Linden Labs's Second Life has attracted its fair share of PR in recent months as brands, politicians and even government departments have all claimed territory in this new and pleasant virtual land. Even mega ad agency Leo Burnett, opened a virtual shop in SL.
Getting audience data out of Linden has proven something of a difficult proposition, but now thanks to some sleuthing from the blog Clickable Culture, we now have some.
There are 825k total "residents" of Second Life, of which:
* 113k have logged in during the last 7 days
* 150k have logged in during the last 2 weeks
* 235k have logged in during the last 30 days
* 349 have logged in during the last 60 days
Peak concurrent users, is currently hovering around 11,000 simultaneous users.
Those numbers are pretty impressive, but 113k users a week is hardly groundbreaking from a media perspective and most media planners would find it hard to justify, clearly there's more to it than just numbers.
SL has achieved "memeiness", meaning that journalist and bloggers, like us here at Influx, are very happy to write about another brand legitimizing this new virtual world.

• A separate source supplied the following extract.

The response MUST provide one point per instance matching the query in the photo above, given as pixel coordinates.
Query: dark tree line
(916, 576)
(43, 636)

Companies aren't so interested in the audience, but the PR that their SL presence can generate. It's become a totem for being cool and being "in the know".
Linden is clearing hoping the having a SL presence is the C21st equivalent of having a web page, but it remains to be seen what impact this will have.

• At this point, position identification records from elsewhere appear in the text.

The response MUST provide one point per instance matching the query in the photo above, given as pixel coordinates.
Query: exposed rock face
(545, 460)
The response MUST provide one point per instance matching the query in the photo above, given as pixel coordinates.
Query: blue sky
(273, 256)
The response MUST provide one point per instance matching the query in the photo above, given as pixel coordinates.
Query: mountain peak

There are a couple of possible scenarios and several flavors in between these two.
SL becomes the new web: Lots of cool stuff starts appearing there and we are all forced to create characters, get virtual lives and spend some of our internet time wearing strange costumes.
SL implodes on itself: Too many brands and politicans invade SL forcing the purists off the territory and into a new brand-free virgin land. Since these people constituted the majority of the audience, brands quickly retreat when they realize no one is listening.